Luke tells us in Acts 11:19 that “they which were scattered abroad upon the persecution that arose about Stephen travelled as far as Phenice, and Cyprus, and Antioch, preaching the word to none but unto the Jews only.” In spite of what seemed to be an intentional effort to exclude the Gentiles from God’s free gift of salvation, it says in Acts 11:20-21, “And some of them were men of Cyprus and Cyrene, which, when they were come to Antioch, spake unto the Grecians, preaching the Lord Jesus. And the hand of the Lord was with them: and a great number believed, and turned unto the Lord.” The phrase “the hand of the Lord was with them” indicated divine approval and blessing on the activities that were going on in Antioch. The Grecians that were being saved were not Greek-speaking Jews, but Gentiles (note on Acts 11:20). Therefore, it could be concluded that God wanted the Gentiles to hear the gospel and was helping the men of Cyprus and Cyrene to do that.

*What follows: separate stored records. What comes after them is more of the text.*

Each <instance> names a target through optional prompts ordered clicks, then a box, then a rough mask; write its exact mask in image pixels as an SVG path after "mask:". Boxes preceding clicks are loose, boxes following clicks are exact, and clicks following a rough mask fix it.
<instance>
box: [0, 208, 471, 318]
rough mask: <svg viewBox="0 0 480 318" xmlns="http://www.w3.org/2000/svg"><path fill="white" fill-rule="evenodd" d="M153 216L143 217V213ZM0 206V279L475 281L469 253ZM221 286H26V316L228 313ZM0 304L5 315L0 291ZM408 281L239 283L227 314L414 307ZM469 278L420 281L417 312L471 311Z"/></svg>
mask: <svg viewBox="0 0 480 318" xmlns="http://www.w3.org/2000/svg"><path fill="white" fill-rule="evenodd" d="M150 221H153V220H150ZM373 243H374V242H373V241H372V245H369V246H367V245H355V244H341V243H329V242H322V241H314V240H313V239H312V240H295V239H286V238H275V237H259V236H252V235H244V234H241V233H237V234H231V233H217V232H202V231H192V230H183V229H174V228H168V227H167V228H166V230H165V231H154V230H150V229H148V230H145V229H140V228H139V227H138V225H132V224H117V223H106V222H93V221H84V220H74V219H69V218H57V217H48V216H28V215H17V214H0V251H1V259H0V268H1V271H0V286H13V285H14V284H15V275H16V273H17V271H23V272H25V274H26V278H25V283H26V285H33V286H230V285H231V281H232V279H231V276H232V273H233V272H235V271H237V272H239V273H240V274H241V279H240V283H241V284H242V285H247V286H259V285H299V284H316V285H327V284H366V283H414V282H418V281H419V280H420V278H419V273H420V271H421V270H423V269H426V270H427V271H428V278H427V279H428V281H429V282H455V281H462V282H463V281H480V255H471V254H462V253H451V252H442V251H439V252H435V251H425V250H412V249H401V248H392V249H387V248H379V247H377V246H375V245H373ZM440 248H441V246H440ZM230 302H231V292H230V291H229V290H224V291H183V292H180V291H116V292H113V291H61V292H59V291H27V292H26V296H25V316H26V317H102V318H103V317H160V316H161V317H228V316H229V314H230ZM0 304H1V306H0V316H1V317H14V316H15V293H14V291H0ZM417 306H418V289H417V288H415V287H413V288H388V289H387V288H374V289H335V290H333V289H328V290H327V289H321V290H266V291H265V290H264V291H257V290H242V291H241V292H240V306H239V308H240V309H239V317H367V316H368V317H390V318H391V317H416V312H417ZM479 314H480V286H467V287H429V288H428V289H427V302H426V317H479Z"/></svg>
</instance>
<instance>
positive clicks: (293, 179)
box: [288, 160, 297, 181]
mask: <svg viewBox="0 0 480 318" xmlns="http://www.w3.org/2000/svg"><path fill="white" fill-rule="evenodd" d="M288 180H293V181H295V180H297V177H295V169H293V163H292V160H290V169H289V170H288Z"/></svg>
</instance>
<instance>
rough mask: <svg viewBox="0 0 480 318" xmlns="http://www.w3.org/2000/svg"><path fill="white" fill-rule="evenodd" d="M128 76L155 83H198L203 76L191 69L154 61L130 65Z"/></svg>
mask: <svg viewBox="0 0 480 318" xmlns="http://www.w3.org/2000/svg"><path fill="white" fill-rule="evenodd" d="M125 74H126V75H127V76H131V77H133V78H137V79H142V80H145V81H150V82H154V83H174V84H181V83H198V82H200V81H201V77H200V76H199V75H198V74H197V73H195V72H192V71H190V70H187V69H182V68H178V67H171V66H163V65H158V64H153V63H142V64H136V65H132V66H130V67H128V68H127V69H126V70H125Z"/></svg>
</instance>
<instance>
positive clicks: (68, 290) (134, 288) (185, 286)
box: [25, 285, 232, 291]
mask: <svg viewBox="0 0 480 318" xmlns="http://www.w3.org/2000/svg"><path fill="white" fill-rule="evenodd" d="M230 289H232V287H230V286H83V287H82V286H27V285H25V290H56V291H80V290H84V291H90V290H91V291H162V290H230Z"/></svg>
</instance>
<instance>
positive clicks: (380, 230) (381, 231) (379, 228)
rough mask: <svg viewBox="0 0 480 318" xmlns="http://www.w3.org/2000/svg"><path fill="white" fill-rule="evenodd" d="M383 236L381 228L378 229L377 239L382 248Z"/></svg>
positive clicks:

When the church in Jerusalem heard about what was going on in Antioch, they decided to send Barnabas to check it out. Luke’s detailed description of this important turning point in church history can be found in Acts 11:22-26. It states:

Then tidings of these things came unto the ears of the church which was in Jerusalem: and they sent forth Barnabas, that he should go as far as Antioch. Who, when he came, and had seen the grace of God, was glad, and exhorted them all, that with purpose of heart they would cleave unto the Lord. For he was a good man, and full of the Holy Ghost and of faith: and much people was added unto the Lord. Then departed Barnabas unto Tarsus, for to seek Saul: and when he had found him, he brought him unto Antioch. And it came to pass, that a whole year they assembled themselves with the church, and taught much people, and the disciples were called Christians first at Antioch.